You can start using PRegEx by installing it via pip. Note that "pregex" requires Python >= 3.9.

pip install pregex

Usage example

In PRegEx, everything is a Programmable Regular Expression, or "Pregex" for short. This makes it easy for simple Pregex instances to be combined into more complex ones! Within the code snippet below, we construct a Pregex instance that will match any URL that ends with either ".com" or ".org" as well as any IP address for which a 4-digit port number is specified. Furthermore, in the case of a URL, we would like for its domain name to be separately captured as well.

from pregex.quantifiers import Optional, AtLeastOnce, AtLeastAtMost
from pregex.classes import AnyButWhitespace, AnyButFrom, AnyDigit
from pregex.groups import CapturingGroup
from pregex.tokens import Backslash
from pregex.operators import Either
from pregex.pre import Pregex

pre: Pregex = \
        Optional("http" + Optional('s') + "://") + \
        Either(
            Optional("www.") +
            CapturingGroup(
                AtLeastOnce(AnyButWhitespace() | AnyButFrom(":", Backslash()))
            ) +
            Either(".com", ".org"),

            3 * (AtLeastAtMost(AnyDigit(), min=1, max=3) + ".") +
            1 * AtLeastAtMost(AnyDigit(), min=1, max=3) +
            ":" + 4 * AnyDigit() 
        )

We can then easily fetch the resulting Pregex instance's underlying RegEx pattern.

regex = pre.get_pattern()

This is the pattern that we just built. Yikes!

(?:https?\:\/\/)?(?:(?:www\.)?([^\\:\s]+)(?:\.com|\.org)|(?:\d{1,3}\.){3}\d{1,3}\:\d{4})

Besides from having access to its underlying pattern, we can use a Pregex instance to find matches within a string. Consider for example the following piece of text:

text = "text--192.168.1.1:8000--text--http://www.wikipedia.orghttps://youtube.com--text"
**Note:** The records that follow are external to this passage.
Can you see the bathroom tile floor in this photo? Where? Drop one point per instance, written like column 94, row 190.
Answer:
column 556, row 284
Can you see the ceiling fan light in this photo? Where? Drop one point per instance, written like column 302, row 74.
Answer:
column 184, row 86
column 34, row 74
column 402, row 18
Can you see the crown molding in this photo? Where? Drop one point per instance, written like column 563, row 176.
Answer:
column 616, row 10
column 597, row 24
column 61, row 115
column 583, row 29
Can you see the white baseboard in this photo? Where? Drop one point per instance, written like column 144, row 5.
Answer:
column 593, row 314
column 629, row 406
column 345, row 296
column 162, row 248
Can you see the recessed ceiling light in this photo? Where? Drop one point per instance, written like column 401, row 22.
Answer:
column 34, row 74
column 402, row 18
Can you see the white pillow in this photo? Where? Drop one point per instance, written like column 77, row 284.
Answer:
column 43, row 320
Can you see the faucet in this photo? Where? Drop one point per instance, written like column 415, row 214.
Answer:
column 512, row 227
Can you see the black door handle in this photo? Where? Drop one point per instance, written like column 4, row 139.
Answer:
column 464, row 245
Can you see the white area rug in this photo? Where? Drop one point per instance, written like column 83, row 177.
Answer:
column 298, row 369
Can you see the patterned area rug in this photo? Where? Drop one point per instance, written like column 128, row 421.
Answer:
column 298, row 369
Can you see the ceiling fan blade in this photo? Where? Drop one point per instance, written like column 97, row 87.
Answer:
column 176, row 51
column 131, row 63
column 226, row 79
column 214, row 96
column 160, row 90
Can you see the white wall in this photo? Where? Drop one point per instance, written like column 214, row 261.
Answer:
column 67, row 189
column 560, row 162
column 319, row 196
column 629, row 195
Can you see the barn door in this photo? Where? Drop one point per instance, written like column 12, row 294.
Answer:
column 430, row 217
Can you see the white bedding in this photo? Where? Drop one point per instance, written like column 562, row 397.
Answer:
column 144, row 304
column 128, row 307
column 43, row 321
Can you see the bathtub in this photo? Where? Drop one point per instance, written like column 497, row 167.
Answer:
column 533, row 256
We can scan the above string for any possible matches by invoking the instance's "get_matches" method:

matches = pre.get_matches(text)

Looks like there were three matches:

['192.168.1.1:8000', 'http://www.wikipedia.org', 'https://youtube.com']

Likewise, we can invoke the instance's "get_groups" method to get any captured groups.

groups = pre.get_groups(text)

As expected, there were only two captured groups since the first match is not a URL and therefore it does not contain a domain name to be captured.

[(None,), ('wikipedia',), ('youtube',)]

You can learn more about how PRegEx works by visiting the PRegEx Documentation Page.

What to expect next?

Currently, the pregex package's core modules are still being built. In the near future, more modules will follow that will rely upon the package's core modules in order to provide abstractions for even more complex RegEx patterns!

Project details


Download files

Download the file for your platform. If you're not sure which to choose, learn more about installing packages.

Source Distribution

pregex-1.1.1.tar.gz (21.0 kB view details)

Uploaded Source

Built Distribution

If you're not sure about the file name format, learn more about wheel file names.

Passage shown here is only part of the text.